James Stanbridge, regional manager at JTAG Technologies, explains how design tools and automatic boundary-scan (aka JTAG) test program generators can interface at a range of advanced levels. 

Many engineers are now working with a host of automation tools that cover wide-ranging tasks such as FPGA design schematic entry, layout and increasingly board test development. As the trend continues towards smaller design teams, hardware engineers are looking more closely at ways to improve efficiency and speed time to market – in spite of increasing workloads. One way in which efficiency improvements can be made is by forging stronger links between EDAs and PCB test development toolsets.

Schematic entry (drawing) systems are used to draw circuits and also to create an interconnection table (netlist) that can be used by down-stream tools such as board layout systems and manufacturing and test tools. Boundary-scan test systems such as JTAG Technologies’ ProVision allow the import of many different netlist types, principally from schematics but also from down-stream systems such as board layout or CAM (Computer Aided Manufacturing) tools.

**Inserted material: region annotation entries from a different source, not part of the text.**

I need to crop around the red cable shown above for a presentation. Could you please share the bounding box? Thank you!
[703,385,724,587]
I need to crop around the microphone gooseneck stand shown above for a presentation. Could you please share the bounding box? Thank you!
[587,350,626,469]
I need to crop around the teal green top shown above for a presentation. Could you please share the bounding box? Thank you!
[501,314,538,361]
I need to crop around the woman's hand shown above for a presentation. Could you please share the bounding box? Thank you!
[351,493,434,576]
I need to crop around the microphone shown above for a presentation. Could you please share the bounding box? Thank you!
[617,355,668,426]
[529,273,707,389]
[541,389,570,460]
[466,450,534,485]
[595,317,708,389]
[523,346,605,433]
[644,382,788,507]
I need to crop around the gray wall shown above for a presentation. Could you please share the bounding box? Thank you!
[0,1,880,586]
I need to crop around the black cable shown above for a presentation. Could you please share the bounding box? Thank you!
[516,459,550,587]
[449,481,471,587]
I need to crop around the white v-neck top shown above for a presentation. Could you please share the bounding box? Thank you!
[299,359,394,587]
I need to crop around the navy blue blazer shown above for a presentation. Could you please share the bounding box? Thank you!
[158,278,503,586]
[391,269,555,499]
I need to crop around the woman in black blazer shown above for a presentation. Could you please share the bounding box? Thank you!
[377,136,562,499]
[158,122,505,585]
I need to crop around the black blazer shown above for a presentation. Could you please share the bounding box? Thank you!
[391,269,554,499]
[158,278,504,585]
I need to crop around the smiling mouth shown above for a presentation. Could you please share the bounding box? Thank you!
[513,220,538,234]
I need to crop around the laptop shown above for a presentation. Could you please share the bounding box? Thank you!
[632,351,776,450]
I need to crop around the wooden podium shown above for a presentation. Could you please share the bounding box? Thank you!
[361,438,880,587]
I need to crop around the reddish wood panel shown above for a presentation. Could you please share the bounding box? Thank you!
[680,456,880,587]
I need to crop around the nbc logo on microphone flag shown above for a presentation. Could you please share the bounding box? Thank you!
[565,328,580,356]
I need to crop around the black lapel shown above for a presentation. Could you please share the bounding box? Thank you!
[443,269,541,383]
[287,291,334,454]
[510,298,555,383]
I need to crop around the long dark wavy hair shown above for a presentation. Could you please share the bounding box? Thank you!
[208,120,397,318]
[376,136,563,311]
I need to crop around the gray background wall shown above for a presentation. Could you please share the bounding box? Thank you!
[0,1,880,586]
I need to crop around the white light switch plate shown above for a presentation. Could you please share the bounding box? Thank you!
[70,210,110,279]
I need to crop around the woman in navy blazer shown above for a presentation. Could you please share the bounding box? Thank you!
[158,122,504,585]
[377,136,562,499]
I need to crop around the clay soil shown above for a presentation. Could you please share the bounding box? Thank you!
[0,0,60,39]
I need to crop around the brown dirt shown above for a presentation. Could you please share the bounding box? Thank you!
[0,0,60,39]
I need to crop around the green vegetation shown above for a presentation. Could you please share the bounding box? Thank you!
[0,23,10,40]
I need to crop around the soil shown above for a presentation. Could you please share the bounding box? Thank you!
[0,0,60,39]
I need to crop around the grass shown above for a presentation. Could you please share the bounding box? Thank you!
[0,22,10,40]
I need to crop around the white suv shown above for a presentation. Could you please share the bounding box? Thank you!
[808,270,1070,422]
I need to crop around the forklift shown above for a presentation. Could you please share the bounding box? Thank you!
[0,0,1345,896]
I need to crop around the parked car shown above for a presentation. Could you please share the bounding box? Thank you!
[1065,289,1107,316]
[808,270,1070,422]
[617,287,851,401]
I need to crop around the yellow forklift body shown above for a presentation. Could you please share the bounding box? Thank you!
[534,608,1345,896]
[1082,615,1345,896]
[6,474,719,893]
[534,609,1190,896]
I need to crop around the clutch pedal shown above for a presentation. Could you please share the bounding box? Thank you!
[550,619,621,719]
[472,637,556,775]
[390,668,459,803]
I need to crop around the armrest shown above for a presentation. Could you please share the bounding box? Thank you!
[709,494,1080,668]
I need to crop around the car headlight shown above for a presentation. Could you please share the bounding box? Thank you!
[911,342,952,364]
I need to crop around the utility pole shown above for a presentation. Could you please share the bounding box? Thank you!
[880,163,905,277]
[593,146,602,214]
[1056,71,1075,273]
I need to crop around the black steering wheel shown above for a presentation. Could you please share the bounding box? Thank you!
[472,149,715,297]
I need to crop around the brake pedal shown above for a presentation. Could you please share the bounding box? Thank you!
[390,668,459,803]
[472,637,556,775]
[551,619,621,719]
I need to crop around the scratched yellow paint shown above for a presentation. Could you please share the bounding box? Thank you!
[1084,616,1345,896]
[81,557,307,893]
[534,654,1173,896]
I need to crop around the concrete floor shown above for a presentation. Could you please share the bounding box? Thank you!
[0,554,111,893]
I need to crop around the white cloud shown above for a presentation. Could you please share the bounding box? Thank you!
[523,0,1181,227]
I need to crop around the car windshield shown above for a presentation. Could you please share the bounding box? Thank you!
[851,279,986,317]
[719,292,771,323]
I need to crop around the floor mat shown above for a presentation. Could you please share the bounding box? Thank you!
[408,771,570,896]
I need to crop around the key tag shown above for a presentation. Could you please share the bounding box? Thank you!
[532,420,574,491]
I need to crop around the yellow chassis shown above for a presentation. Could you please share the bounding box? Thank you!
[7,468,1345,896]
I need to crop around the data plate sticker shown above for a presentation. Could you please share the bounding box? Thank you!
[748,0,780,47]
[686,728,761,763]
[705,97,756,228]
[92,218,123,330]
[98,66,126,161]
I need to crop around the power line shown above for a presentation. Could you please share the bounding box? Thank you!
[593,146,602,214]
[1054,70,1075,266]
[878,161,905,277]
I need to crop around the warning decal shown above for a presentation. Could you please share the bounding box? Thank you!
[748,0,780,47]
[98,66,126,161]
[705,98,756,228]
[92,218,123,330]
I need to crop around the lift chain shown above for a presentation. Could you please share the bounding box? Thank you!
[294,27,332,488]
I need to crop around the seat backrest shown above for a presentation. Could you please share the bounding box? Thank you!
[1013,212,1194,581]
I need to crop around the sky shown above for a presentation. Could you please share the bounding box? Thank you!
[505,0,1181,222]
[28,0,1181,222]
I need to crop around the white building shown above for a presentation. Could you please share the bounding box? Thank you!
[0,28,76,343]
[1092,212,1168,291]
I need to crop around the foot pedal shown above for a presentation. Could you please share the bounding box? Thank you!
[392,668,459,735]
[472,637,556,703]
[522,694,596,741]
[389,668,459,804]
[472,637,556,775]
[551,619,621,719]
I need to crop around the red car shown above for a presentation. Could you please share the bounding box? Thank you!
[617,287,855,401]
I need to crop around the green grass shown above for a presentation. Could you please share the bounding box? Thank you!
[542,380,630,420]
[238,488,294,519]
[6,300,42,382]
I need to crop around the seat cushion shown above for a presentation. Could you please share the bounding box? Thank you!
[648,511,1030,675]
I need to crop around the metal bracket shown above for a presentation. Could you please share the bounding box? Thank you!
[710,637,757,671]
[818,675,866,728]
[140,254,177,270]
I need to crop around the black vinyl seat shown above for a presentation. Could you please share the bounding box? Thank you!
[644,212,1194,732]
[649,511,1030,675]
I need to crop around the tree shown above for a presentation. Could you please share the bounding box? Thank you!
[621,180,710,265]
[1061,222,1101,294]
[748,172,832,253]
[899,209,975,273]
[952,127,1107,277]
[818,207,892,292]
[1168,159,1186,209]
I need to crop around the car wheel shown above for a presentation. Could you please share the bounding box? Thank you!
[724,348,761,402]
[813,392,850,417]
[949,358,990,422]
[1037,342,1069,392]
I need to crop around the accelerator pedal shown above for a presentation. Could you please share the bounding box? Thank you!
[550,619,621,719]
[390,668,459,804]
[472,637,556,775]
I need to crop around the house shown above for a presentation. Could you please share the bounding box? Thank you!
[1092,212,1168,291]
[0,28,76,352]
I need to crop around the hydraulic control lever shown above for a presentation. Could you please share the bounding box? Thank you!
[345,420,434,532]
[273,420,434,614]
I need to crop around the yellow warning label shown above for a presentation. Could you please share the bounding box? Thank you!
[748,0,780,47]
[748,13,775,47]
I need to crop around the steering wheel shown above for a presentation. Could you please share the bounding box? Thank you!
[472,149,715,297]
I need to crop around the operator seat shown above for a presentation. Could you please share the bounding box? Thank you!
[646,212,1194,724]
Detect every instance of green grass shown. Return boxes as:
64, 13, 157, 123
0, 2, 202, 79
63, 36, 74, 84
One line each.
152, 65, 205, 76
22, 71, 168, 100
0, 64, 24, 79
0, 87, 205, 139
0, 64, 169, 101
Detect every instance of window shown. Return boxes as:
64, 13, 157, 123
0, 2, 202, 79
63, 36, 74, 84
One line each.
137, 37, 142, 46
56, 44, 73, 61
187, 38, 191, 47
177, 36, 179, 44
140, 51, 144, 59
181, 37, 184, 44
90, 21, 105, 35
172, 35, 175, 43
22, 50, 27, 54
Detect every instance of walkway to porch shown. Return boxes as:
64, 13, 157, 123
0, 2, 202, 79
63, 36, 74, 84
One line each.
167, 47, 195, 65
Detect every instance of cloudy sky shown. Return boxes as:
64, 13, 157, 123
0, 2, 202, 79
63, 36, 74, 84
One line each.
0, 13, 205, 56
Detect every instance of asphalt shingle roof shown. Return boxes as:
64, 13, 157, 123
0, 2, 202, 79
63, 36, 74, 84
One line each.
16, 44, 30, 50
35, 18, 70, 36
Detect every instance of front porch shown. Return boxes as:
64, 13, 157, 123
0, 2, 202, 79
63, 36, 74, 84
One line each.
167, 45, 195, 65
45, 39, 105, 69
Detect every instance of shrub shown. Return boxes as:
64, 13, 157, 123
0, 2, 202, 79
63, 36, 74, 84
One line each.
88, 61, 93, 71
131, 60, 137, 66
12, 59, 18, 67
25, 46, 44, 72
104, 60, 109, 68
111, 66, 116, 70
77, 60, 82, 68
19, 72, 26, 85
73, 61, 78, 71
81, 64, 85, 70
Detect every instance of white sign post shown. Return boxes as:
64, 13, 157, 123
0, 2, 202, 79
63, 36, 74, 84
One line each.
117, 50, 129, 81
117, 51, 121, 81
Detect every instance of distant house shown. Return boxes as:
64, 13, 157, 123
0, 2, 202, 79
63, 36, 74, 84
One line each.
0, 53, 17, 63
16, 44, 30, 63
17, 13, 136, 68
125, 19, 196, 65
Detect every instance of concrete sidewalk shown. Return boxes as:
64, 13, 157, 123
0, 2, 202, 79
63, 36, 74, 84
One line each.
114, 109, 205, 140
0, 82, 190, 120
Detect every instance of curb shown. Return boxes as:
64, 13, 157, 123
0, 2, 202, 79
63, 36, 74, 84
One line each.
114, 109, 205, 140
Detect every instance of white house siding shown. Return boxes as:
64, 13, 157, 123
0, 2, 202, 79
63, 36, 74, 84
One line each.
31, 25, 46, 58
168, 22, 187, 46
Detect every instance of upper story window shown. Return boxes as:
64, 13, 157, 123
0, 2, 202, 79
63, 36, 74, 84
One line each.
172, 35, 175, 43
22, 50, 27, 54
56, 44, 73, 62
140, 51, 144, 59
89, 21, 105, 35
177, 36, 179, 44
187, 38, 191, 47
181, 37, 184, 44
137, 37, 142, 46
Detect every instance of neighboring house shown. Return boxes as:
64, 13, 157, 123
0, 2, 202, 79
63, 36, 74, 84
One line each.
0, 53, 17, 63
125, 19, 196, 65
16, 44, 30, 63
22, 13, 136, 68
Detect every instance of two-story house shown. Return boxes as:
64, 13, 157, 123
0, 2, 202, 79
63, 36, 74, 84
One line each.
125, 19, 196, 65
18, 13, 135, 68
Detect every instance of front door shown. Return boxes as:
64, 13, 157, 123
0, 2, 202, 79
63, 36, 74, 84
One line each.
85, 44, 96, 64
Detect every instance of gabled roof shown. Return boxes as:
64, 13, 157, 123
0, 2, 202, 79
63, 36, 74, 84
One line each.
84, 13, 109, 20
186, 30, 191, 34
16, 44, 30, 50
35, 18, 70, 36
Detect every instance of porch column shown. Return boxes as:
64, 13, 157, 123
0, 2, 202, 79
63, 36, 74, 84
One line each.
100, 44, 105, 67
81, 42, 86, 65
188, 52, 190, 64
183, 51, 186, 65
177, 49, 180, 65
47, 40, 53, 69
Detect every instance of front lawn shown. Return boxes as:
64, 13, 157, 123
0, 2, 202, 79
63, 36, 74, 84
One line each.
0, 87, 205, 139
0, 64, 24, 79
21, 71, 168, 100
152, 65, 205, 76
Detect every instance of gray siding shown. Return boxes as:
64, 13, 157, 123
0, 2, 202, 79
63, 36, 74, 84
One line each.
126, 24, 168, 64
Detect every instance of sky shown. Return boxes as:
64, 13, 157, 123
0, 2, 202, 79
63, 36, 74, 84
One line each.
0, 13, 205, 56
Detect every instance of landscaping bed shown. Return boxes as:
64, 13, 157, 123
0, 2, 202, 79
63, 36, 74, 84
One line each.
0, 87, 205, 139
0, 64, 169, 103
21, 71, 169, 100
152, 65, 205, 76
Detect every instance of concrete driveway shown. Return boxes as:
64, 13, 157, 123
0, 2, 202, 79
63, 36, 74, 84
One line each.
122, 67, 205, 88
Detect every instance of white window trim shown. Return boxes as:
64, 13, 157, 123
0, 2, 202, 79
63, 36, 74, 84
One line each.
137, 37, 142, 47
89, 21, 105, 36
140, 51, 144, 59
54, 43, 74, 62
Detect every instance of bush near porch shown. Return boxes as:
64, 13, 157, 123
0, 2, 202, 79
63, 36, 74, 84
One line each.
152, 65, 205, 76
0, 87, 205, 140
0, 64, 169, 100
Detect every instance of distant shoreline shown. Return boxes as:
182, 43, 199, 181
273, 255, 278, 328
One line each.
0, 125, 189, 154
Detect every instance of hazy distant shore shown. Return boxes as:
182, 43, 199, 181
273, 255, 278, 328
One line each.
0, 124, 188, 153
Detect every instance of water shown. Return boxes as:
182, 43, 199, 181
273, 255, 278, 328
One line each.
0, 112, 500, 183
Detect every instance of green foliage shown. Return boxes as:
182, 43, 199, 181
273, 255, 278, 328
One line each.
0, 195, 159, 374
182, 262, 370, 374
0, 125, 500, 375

By analysing connectivity datain conjunction with component models (including the BSDL* test description models) it is possible to get an early indicator of fault coverage using JTAG/Boundary-scan. JTAG ProVision software for example includes a fault coverage analyser that provides two outputs listing a) predicted and b) actual fault coverage – depending on how far through the (test) development cycle you wish to go.

 
The predicated coverage for example is derived from only the basic raw inputs (Netlist(s), device models and BSDLs) and makes assumptions regarding I/O access to connectors and test-points. Actual coverage on the other hand is derived following an analysis of all PCB tests that have been created.
 
Importing full EDA data including component symbols into test tools offers a number of further advantages for the engineer responsible for PCB test. Professional-level test tools that can support a schematic viewer ‘plug-in’ module are able to overlay fault coverage data on to the schematics. By highlighting fault coverage differences using a colour coding system it is easy to get an ‘at a glance view’ of the PCB sectors that are being fully tested and those that may require further attention. The screenshot in figure 1 shows a PCB with 100% (all nodes) test coverage highlighted in white for example. Engineers then have the ability to set guarding values (fixed drive and sense points) on a circuit node from a schematic view which offers considerable benefits.
 
Interacting with board layouts
 
In addition to schematic views modern test tools can often also import board layout information in numerous formats, from the now ubiquitous ODB++ to proprietary formats from EDA tool vendors such as Cadence, Mentor, Zuken and Altium. In the boundary-scan domain, PCB tests that fail and are subsequently diagnosed as a net-level or pin-level fault, can be linked into the layout view and highlighted or zoomed-to (see figure 2). Individual layers can be stripped off as required and the PCB can even be viewed ‘flipped’ or from the underside to aid speedy diagnosis. What’s more fault analysis data can once again be overlaid onto the layout view.
 
Since its inception JTAG/boundary-scan has principally been associated with board-level testing. More recently however, JTAG test tool vendors have also seized upon additional features embedded within devices (ICs) that were not initially envisaged for testing. In microprocessors for example, the JTAG interface is often used to access not only the boundary-scan test register, but also internal registers included to exercise onchip debug (OCD) modes. Given access to the OCD features, engineers responsible for test can create more sophisticated tests using many more of the modules embedded within the microcontroller. A further example of the way in which design and test tools/technologies are now merging is in the use of JTAG access within the core of an FPGA. Most FPGA vendors now provide a resource (eg ‘megafunction’) that provides a bridge between the standard JTAG (IEEE 1149.1) TAP and the gate array fabric. Thus with some experience of the vendor design tools (Altera’s Quartus or Xilinx’s ISE for example) engineers responsible for test can construct specific test IP that can be triggered via the JTAG port.
 
In February 2013 JTAG Technologies extended this methodology by introducing a generic translator block that links the vendors JTAG <=> fabric bridge to standard embedded busses such as Wishbone, AMBA, Avalon and CoreConnect. In this way engineers can utilise standard IP blocks (e.g. DDR controllers, E-net MAC, CAN bus interfaces etc.) for test purposes by linking them back to the JTAG port.
 
In conclusion it is commonly found in smaller design teams and SMEs that the engineer responsible for test is also the hardware designer. In these circumstances it is not uncommon for this person to wish to ‘leverage’ their design skills and efforts for manufacturing test purposes. Test tool companies are now responding to this requirement and are providing many more features that allow the transfer of data and IP from design to test.